September 4, 2012, 02:12 AM
I was doing a search and came across this forum. Since the thread is relatively recent I thought I would post personally I enjoy my EAA Bounty hunter in 44 magnum. I just shot my first 100 rounds though it and it functioned flawlessly. I actually picked mine up used for $299, but it was pretty much flawless. Looked like there was hardly any shells put through it. I found some pachmayr grips for it (they are discontinued) and hoping they can help improve the grip and finger position on the trigger (I read they are a little bit thicker). Has the same ruger breach plate safety. It's a fairly heavy gun, actually heavier than a Ruger Blackhawk with a longer barrel holding them side by side.

Here's a video from shooting this weekend. I was shooting Remington 180g

September 5, 2012, 12:53 AM
The Big Bore Bounty Hunter (.357, .44 and .45) has the same diameter cylinder as a S&W N-frame. The .22's are alloy framed, the Big-Bores are all steel. The Bounty Hunter is the decendant of the Hawes and "cousin" to the Herter's PowerMag. I suggest using the Wisner reduced power spring from Brownells instead of the light springs from Wolff. Don't just replace the spring; get an action job as well. Bob Munden works on these and there is something to be said about having your six-shooter tuned by the world's fastest quick draw artist. Tombstone has both the long and short stocks. There is a considerable amount of info on these sixguns on the CAS sites.

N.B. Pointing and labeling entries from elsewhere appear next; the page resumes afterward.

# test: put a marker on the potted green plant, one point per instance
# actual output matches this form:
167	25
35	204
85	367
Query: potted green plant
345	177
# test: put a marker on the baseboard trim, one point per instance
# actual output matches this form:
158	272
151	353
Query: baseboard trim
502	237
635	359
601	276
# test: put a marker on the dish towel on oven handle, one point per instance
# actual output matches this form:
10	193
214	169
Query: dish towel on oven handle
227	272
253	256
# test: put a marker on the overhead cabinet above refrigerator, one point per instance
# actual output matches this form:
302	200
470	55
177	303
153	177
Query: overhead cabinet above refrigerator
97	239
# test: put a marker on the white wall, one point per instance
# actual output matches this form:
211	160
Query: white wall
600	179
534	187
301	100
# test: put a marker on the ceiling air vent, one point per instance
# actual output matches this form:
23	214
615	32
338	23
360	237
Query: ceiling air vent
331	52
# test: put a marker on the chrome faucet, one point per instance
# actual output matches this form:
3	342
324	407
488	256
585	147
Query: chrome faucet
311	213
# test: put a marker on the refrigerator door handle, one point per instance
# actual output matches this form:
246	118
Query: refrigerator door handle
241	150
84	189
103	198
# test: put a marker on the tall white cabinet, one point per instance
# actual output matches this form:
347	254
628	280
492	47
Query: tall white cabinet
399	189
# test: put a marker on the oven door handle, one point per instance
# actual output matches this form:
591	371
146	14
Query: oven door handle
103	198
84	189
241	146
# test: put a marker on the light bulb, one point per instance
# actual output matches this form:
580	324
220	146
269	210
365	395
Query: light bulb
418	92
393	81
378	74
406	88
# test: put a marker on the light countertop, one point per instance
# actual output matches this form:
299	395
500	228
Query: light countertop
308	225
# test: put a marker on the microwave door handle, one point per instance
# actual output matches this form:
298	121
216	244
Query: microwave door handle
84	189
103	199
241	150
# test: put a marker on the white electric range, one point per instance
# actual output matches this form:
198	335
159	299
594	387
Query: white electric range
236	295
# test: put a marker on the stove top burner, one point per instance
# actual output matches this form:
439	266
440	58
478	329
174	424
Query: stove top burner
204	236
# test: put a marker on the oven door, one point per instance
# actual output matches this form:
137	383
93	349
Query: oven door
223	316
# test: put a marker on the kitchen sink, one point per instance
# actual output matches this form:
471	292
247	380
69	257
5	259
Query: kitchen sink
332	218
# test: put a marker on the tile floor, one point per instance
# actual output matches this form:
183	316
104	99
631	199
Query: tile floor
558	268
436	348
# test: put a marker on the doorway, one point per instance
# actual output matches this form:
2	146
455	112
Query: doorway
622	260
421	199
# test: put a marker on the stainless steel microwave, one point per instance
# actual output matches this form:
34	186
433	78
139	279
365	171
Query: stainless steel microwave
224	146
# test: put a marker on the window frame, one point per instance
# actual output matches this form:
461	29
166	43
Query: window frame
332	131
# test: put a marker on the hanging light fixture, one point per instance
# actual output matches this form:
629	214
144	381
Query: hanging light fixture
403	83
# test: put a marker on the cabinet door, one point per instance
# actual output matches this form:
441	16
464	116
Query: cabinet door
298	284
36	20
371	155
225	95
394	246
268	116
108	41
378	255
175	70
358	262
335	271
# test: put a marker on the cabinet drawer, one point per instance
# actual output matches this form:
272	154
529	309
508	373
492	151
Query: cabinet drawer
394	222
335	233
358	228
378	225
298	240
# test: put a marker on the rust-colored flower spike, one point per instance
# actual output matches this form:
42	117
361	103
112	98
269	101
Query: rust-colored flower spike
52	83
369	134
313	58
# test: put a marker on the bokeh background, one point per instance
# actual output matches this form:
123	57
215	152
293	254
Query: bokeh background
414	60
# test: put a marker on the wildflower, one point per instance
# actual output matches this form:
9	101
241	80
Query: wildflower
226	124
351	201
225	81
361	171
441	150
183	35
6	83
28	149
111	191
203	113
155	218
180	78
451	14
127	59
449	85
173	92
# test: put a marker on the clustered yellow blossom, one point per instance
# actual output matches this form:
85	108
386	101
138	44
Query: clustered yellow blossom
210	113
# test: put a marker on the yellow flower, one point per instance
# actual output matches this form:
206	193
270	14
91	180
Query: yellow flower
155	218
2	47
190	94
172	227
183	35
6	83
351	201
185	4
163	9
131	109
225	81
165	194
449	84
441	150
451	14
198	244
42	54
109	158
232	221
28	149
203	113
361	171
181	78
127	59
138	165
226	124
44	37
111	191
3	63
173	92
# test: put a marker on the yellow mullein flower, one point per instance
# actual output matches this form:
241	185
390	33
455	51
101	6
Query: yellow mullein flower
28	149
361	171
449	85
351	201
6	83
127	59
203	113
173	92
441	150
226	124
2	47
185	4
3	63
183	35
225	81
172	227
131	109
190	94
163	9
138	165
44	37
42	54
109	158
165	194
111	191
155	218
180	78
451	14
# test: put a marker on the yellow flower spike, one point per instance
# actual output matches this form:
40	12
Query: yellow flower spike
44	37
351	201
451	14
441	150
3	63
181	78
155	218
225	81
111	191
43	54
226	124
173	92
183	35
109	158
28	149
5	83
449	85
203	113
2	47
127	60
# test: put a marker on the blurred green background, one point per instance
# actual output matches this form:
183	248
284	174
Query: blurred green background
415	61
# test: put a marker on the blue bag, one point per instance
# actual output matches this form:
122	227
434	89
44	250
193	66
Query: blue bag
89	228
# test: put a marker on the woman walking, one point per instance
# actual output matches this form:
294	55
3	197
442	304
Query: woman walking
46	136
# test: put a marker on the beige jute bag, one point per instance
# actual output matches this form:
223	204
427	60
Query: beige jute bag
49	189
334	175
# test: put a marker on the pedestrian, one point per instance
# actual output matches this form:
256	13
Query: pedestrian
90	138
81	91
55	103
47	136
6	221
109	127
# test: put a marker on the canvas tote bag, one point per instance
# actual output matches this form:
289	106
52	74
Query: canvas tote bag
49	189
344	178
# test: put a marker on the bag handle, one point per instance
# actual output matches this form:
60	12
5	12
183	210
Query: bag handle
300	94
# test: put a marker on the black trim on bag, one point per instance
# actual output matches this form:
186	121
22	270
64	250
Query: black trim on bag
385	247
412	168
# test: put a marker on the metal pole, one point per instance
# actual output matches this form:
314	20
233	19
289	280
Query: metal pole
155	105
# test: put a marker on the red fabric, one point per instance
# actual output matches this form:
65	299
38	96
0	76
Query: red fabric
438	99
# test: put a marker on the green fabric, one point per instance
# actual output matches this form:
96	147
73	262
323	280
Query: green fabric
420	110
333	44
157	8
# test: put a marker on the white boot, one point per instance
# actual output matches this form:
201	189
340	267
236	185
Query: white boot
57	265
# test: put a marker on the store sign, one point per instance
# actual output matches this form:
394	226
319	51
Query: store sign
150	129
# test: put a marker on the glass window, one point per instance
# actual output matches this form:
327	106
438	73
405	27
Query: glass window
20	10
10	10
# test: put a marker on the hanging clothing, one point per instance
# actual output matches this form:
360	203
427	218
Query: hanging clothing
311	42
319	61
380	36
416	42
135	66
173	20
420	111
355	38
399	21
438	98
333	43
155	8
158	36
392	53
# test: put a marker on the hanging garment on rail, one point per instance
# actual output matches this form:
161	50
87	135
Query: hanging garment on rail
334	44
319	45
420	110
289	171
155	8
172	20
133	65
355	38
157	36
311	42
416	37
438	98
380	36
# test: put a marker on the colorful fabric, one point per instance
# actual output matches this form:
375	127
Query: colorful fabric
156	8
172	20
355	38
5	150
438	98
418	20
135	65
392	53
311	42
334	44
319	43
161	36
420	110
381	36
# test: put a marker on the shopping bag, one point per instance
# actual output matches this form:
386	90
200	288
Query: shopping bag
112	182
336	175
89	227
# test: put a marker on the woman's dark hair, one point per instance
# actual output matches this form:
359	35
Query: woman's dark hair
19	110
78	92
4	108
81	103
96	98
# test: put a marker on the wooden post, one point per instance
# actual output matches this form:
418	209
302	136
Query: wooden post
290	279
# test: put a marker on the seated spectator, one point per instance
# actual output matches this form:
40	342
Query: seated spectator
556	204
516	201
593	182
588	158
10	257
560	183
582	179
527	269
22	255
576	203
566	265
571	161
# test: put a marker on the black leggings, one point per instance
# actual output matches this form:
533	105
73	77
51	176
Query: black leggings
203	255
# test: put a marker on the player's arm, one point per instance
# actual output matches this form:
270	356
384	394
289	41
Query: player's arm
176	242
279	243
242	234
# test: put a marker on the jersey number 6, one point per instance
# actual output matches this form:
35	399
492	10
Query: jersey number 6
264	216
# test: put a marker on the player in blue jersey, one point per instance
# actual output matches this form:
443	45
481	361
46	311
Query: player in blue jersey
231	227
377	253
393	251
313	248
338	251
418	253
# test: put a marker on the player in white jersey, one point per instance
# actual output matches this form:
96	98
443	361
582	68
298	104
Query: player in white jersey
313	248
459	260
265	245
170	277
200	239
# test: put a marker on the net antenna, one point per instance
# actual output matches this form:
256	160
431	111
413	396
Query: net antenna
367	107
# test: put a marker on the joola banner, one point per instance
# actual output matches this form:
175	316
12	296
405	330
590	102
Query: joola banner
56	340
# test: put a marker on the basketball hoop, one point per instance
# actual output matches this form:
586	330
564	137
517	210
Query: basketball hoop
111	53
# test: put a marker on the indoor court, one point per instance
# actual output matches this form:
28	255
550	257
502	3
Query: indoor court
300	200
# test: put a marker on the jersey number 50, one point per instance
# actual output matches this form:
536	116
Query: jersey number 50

September 5, 2012, 05:48 AM
Ive not seen the BBBH before, look (and sound) like decent pistols. Is there a "transfer bar" or other arrangement allowing a 6 round carry? I apologise if I missed it somewhere..
Dude the Jesus grips are a statement... well done, look good <but> each to one's own.. the Prince of Peace on a deadly weapon... I'll need to study on that for awhile! Dun

September 5, 2012, 11:08 PM
The Bounty Hunter does indeed have a transfer bar firing system that allows a full-cylinder carry. This was added when they changed the name from Arminius to Bounty Hunter. The transfer bar has a spring which can cause light hammer strikes with the Wolff springs; which is why I recommended the Wisner. The Bounty Hunter also has recesses for the cartridge rims but the cylinder is 1.75" long so you can seat your bullets out a bit and gain some powder capacity.
I forgot to mention John Taffin and Paco Kelly use these "working man's" sixshooters.

captain awesome
September 6, 2012, 08:34 PM
I have never owned one, but I made a holster for one that a friends dad owned. That particular gun had a lock up problem. As soon as the hammer fell the cylinder would unlock and rotate on its own. It did not seem safe to shoot to me. Now, I don't know what kind of loads had been fired through it, or how many, or even how the gun had been handled to that point, so take it this info for what it's worth. I can't say it would prevent me from purchasing one if I had an interest (I have way too many 44 mags as it is), but I would research thoroughly to see if it was a fluke or a more common problem.